16/04/2008

regrets éternels ?

 

 

 

 

Léotard, François. L’ancien fer de lance de l’UDF, aujourd’hui retiré de la vie politique française a repris sa plume, et plus simplement que de la tremper dans l’acide et facile encre de la rancœur, il choisit d’autres styles plus élégant. Presque une pièce de théâtre… dans le déroulé.

Acte 1.  La parabole, non celle présente sur le balcon de ton voisin mais celle ancestrale de la genèse. Un texte fort, intelligent, réfléchi, presque trop tant les citations qui ponctuent sa réflexion s’empilent à n’en plus finir.

Acte 2. Cassandre… à nouveau. Tout le monde se souvient de ce pamphlet sur S. Royal en pleine campagne présidentielle. Dire  que ce fut un oiseau de mauvaise augure c’est trouver une excuse à sa défaite, donc non. Le parallèle s’arrête là. Intéressant mais pas assez direct à mon goût, comme si il avait soudainement peur des mots et de leurs conséquences, lui qui s’en était avant affranchie.

Acte 3. La missive

Scène 1 : A Nicolas. Ils se sont connus, beaucoup fréquentés, se connaissent beaucoup, ont trahis et perdus ensemble. Une sincérité, une justesse dans les mots qui donnent un relief et du corps au document. Espérons que le président l’ait lu.

Scène 2 : Au Général de Gaulle. Il ne le connaît qu’à travers les autres, les livres, les media. Une émotion, un respect, un sentiment de filiation, une volonté de dire, de publier une lettre mille fois pensées, cent fois écrites, mais jamais envoyé.

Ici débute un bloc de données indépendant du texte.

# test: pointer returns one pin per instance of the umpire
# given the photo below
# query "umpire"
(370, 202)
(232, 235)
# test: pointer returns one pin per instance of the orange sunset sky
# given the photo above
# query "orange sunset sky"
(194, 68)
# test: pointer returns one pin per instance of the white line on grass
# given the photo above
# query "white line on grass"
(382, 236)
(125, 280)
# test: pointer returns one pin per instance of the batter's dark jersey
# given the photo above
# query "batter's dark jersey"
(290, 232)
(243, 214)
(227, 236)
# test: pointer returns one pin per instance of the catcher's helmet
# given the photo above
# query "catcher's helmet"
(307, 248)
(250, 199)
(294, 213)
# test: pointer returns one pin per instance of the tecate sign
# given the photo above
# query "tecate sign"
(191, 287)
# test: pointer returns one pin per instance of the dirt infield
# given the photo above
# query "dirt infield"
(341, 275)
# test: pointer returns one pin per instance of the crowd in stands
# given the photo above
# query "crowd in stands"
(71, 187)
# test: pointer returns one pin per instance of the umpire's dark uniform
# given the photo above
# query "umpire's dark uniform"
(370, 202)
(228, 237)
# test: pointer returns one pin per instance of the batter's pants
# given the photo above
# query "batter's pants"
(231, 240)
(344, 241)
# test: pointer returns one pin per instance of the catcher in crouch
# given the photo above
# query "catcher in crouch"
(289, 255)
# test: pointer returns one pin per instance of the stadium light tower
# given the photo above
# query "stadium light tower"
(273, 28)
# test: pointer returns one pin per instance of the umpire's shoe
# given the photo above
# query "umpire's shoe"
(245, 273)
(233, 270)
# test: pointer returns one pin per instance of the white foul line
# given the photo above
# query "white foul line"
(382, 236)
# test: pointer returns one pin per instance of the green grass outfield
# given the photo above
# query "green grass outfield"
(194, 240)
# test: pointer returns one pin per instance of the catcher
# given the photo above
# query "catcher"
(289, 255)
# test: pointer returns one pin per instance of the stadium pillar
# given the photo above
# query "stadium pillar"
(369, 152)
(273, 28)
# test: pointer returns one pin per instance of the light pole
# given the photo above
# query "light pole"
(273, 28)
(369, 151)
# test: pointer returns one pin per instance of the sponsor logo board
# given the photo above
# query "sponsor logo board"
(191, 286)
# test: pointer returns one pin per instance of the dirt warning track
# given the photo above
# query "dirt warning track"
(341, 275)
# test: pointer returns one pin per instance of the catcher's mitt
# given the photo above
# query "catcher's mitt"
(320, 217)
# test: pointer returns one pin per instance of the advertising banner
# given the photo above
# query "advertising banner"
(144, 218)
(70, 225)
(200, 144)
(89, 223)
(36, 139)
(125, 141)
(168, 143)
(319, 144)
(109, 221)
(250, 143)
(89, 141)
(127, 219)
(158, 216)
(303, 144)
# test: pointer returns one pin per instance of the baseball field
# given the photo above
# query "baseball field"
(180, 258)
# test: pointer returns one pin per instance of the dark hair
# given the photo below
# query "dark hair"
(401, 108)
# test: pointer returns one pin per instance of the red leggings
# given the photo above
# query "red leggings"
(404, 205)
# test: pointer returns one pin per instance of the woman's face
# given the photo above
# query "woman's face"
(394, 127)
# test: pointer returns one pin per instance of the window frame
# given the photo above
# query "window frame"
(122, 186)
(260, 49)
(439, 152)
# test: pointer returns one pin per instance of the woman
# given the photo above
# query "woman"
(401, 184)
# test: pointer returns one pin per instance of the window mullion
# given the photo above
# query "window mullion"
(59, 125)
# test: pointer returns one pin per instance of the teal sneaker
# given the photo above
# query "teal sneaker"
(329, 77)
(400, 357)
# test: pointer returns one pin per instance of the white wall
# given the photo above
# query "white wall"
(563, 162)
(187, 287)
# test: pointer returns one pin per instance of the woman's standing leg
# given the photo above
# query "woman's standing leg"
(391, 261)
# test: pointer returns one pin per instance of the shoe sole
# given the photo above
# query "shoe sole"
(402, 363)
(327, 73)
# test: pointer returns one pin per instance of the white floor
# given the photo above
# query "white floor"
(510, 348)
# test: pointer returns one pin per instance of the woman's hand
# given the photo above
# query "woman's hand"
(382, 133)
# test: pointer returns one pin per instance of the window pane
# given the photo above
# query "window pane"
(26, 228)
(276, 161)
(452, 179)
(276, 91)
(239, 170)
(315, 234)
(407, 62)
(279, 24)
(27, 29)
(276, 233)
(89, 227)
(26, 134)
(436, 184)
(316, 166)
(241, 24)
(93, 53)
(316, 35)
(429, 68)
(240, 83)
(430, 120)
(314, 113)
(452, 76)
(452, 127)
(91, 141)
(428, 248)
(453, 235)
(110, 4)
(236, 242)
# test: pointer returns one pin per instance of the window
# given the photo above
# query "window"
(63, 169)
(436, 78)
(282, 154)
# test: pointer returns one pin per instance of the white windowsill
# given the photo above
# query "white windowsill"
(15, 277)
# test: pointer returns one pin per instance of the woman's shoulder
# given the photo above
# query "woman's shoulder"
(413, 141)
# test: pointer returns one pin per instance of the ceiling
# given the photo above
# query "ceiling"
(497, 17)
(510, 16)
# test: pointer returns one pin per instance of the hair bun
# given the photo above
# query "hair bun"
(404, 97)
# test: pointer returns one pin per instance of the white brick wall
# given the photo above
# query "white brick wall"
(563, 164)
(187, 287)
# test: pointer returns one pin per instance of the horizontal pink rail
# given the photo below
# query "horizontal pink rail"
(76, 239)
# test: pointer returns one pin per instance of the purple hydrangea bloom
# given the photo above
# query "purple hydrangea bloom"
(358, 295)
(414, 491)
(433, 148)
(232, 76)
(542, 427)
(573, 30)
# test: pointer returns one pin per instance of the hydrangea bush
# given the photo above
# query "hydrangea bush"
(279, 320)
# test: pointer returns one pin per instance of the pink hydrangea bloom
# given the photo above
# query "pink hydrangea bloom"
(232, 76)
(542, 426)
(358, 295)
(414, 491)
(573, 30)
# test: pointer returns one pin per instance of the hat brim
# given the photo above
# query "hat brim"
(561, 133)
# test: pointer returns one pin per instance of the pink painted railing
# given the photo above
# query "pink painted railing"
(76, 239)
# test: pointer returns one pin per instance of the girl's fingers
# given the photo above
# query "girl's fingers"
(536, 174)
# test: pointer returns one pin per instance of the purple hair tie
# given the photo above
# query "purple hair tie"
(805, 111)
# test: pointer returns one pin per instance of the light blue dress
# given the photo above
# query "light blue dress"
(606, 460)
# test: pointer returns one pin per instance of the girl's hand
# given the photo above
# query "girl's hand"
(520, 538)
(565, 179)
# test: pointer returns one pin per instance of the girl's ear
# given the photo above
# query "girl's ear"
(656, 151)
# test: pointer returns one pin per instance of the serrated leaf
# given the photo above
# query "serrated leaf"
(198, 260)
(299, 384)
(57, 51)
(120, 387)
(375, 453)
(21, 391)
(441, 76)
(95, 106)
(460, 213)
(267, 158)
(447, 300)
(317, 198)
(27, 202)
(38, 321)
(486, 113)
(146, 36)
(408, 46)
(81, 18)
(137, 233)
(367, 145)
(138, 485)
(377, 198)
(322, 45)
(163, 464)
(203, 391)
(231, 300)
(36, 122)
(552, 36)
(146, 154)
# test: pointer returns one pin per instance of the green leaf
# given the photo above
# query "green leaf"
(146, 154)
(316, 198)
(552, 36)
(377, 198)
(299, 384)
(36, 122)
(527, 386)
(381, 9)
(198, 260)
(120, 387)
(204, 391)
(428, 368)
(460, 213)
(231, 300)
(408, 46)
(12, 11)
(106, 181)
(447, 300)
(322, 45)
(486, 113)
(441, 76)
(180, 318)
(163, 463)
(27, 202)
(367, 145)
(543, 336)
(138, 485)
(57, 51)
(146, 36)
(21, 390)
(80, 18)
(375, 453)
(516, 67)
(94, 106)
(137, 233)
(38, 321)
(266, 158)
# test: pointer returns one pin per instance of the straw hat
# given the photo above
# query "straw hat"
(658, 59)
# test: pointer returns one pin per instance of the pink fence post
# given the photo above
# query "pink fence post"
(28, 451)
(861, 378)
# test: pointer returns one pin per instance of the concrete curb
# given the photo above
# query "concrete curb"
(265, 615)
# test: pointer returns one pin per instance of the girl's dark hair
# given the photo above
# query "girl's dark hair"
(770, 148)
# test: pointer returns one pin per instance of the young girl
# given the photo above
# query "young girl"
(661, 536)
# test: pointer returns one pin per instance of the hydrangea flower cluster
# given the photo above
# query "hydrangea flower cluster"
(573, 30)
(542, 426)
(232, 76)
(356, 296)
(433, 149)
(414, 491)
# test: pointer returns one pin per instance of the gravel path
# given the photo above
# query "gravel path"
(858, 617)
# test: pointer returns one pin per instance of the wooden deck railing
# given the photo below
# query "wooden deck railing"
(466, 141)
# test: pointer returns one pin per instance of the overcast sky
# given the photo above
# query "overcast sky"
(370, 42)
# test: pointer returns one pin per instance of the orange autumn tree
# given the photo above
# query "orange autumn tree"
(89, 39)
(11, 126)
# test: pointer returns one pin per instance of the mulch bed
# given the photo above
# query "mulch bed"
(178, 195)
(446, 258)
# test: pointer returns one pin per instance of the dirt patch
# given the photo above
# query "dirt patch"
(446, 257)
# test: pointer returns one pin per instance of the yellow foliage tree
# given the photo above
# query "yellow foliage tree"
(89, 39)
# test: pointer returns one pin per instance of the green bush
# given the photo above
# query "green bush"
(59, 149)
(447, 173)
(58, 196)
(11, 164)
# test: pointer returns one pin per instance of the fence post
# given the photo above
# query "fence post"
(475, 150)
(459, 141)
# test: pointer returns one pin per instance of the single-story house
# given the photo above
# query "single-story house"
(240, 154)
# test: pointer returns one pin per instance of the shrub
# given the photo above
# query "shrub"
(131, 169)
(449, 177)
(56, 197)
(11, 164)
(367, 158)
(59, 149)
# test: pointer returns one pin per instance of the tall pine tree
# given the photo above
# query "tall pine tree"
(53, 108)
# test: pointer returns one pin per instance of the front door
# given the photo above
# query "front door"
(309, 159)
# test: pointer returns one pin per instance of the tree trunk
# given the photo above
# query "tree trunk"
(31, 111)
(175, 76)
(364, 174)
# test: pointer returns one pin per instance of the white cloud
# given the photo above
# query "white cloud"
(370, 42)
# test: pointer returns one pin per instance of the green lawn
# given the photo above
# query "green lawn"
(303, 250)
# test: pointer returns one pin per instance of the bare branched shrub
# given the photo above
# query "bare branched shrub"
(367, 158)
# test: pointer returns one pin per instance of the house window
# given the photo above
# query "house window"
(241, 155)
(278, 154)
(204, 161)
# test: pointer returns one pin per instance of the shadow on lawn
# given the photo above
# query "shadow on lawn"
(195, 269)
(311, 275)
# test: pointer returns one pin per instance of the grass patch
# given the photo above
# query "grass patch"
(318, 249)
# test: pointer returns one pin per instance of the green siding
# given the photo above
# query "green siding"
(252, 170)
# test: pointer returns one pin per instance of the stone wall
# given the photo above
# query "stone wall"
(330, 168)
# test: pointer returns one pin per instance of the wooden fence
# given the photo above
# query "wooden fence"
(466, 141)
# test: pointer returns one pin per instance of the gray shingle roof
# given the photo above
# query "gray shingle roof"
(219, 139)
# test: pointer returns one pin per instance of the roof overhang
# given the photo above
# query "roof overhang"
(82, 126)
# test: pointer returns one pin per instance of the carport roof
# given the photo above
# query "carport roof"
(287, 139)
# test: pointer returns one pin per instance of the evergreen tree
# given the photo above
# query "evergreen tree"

Acte 4. Il rêve d’un homme, part dans une diatribe entre la philosophie, le délire théorique… j’avoue ne pas avoir bien saisi le sens profond de son message…enfin j’espère surtout que ce que j’ai compris est erroné.

 

"Ca va mal finir." François Léotard.

16/10/2006

La vérité n'est pas ailleurs

Il est des 4ème de couverture qui attise plus mon envie. Faire mieux que celle-ci sera ardue :
« Ségolène Royal a tout pour plaire.
Et pourtant, elle ne doit pas devenir la première présidente de la République.
Voici pourquoi. »
A l’heure des biographies, des livres- programmes, des propositions en tous genres, ce livre est à mettre au rayon pamphlet. Certes cet art autrefois répandu n’est plus de mise aujourd’hui, chacun préférant la phrase assassine, courte, mémorisable et qui sera reprise dans les media. Qu’importe, tous les codes en sont respectés, le choix d’un pseudonyme ayant sens, un objectif précis, une parfaite connaissance du sujet, une écriture simple, explicite et une argumentation quasi scientifique. C’en est presque trop…. Ce n’est jamais trop quand on parle de l’avenir d’un pays.
Le plaisir que j’ai eu à le lire est incroyable, proportionnellement inverse à mon goût pour son désir d’avenir. C’est implacable. J’ai même réussi à ne pas le lire d’une traite mais à en profiter un peu tous les jours, comme d’une boîte de chocolat reçut à Pâques.
Que toute personne pensant que Mlle Royal a les capacités de présider notre pays se fasse connaître, que nous en débattions.